2. Whether the charge constituted by the deposit of hire-purchase agreements was a charge on book-debts and therefore registrable under section 95(2)(e) of the Companies Act, 1948.

Issue-Wise Detailed Analysis:

1. Proper Plaintiff to Assert Charge Voidness:
The preliminary point addressed whether the company, in creditors' voluntary liquidation, could assert that certain hire-purchase agreements were not subject to a charge in favor of the defendants due to non-registration under section 95 of the Companies Act, 1948. The defendants argued that section 95 makes the charge void against the liquidator and creditors, not the company itself, thus the company could not sustain such an action. The court noted that the defendants did not raise this point in their pleadings, but it was a pure point of law and could be raised at trial.

The court considered the procedural rules under R.S.C., Ord. 25, rules 1, 2, and 3, which allow points of law to be raised in pleadings or at trial. It was determined that although it is not convenient to omit significant points of law from pleadings, the defendants were not precluded from raising this point. The court concluded that the company itself could not have a good cause of action arising from the non-registration of a charge, as the charge is only void against the liquidator and creditors, not the company. Additionally, section 96 imposes a statutory duty on the company to register any registrable charge, and allowing the company to assert the charge's voidness would require it to plead its own default. Thus, the proper course was for the proceedings to be brought by the liquidator, and the court permitted the amendment to join the liquidator as a co-plaintiff.

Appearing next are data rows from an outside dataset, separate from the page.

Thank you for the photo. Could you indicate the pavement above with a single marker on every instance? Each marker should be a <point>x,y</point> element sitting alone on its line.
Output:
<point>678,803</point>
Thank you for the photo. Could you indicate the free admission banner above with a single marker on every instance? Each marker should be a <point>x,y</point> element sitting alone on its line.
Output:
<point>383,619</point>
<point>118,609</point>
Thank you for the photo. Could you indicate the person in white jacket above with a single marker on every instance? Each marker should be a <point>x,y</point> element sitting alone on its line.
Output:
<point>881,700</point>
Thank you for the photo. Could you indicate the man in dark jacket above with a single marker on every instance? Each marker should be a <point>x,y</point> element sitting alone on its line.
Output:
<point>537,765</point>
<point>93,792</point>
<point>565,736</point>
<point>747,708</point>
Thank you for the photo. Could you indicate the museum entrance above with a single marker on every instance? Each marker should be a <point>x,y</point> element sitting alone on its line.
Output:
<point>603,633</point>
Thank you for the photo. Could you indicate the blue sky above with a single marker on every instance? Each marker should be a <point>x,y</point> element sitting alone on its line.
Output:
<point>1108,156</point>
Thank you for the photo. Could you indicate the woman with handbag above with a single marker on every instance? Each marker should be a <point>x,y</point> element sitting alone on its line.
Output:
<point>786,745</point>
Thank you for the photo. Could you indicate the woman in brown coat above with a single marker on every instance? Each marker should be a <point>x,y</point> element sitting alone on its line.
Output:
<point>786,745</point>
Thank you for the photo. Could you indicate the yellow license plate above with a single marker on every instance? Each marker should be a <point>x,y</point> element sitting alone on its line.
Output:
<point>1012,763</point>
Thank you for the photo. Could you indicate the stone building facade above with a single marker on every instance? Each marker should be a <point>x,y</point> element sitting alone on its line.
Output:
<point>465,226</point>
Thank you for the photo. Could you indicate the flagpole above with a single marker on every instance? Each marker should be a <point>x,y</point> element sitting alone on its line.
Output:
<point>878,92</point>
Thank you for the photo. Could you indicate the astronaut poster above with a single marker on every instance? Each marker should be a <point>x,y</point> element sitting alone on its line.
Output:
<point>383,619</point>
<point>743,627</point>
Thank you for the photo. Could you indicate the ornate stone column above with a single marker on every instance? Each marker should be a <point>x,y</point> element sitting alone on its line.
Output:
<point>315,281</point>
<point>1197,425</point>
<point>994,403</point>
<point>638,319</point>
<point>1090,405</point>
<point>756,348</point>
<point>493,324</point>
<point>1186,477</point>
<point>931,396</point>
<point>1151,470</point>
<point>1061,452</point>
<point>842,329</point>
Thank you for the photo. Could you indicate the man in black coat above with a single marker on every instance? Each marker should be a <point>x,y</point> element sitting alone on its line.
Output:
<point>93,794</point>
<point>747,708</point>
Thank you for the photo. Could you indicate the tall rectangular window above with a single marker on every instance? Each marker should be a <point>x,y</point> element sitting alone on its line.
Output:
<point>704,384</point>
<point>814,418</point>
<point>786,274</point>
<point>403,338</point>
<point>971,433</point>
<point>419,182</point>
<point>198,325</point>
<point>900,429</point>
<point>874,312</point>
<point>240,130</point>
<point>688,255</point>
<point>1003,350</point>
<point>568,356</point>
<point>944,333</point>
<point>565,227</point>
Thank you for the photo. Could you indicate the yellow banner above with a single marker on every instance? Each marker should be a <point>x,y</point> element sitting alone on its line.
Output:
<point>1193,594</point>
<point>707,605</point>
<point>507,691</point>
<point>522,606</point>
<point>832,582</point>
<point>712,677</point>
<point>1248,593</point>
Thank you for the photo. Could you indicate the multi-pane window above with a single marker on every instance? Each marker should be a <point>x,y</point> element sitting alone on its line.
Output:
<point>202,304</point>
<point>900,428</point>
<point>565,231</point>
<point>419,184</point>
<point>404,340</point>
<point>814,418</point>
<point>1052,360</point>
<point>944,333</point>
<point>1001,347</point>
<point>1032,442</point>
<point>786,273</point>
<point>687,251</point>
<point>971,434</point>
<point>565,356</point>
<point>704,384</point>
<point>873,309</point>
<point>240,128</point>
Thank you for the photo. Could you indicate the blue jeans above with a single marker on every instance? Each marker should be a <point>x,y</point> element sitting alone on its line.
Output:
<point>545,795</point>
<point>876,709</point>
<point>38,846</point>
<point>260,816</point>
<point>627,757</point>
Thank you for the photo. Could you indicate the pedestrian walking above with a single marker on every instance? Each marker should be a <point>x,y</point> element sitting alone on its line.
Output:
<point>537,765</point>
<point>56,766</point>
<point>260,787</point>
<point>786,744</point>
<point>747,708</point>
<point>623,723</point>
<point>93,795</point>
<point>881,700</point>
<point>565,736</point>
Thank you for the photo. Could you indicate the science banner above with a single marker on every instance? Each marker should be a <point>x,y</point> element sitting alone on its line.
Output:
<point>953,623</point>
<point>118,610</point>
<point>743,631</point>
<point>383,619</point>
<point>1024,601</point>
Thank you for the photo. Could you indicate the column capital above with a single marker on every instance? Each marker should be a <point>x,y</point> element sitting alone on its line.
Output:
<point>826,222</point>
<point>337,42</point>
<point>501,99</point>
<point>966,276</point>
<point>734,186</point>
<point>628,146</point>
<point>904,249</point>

2. Charge on Book-Debts and Registrability:
The substantive issue was whether the deposit of hire-purchase agreements constituted a charge on book-debts, making it registrable under section 95(2)(e) of the Companies Act, 1948. The court examined the nature of the charge created by the deposit of agreements. The defendants argued that the agreements charged the benefits under the agreements, not specifically book-debts. The court referred to historical interpretations of "book-debts," citing Shipley v. Marshall and concluded that book-debts are debts arising in the course of business that would be entered in well-kept books, regardless of actual entry.

The court rejected the defendants' argument that no debt existed if the hirer made payments punctually, stating that the hire rent accrued day by day, creating a liability for the hirer even if the agreement was determinable. Furthermore, the hirer's minimum liability under the agreement constituted an existing debt, making it a book-debt at the date of the deposit.

The court also addressed the registrability of charges on future book-debts, concluding that such charges are registrable under section 95. The court found no basis to restrict the interpretation of "book-debts" to existing debts only and cited Eve J.'s view in In re George Inglefield, supporting the registrability of charges on future book-debts.

Conclusion:
The court declared that the charges created by the deposit of the 53 agreements were registrable under section 95 and, not having been registered, were void against the plaintiff liquidator. An order was made for the delivery up of the agreements.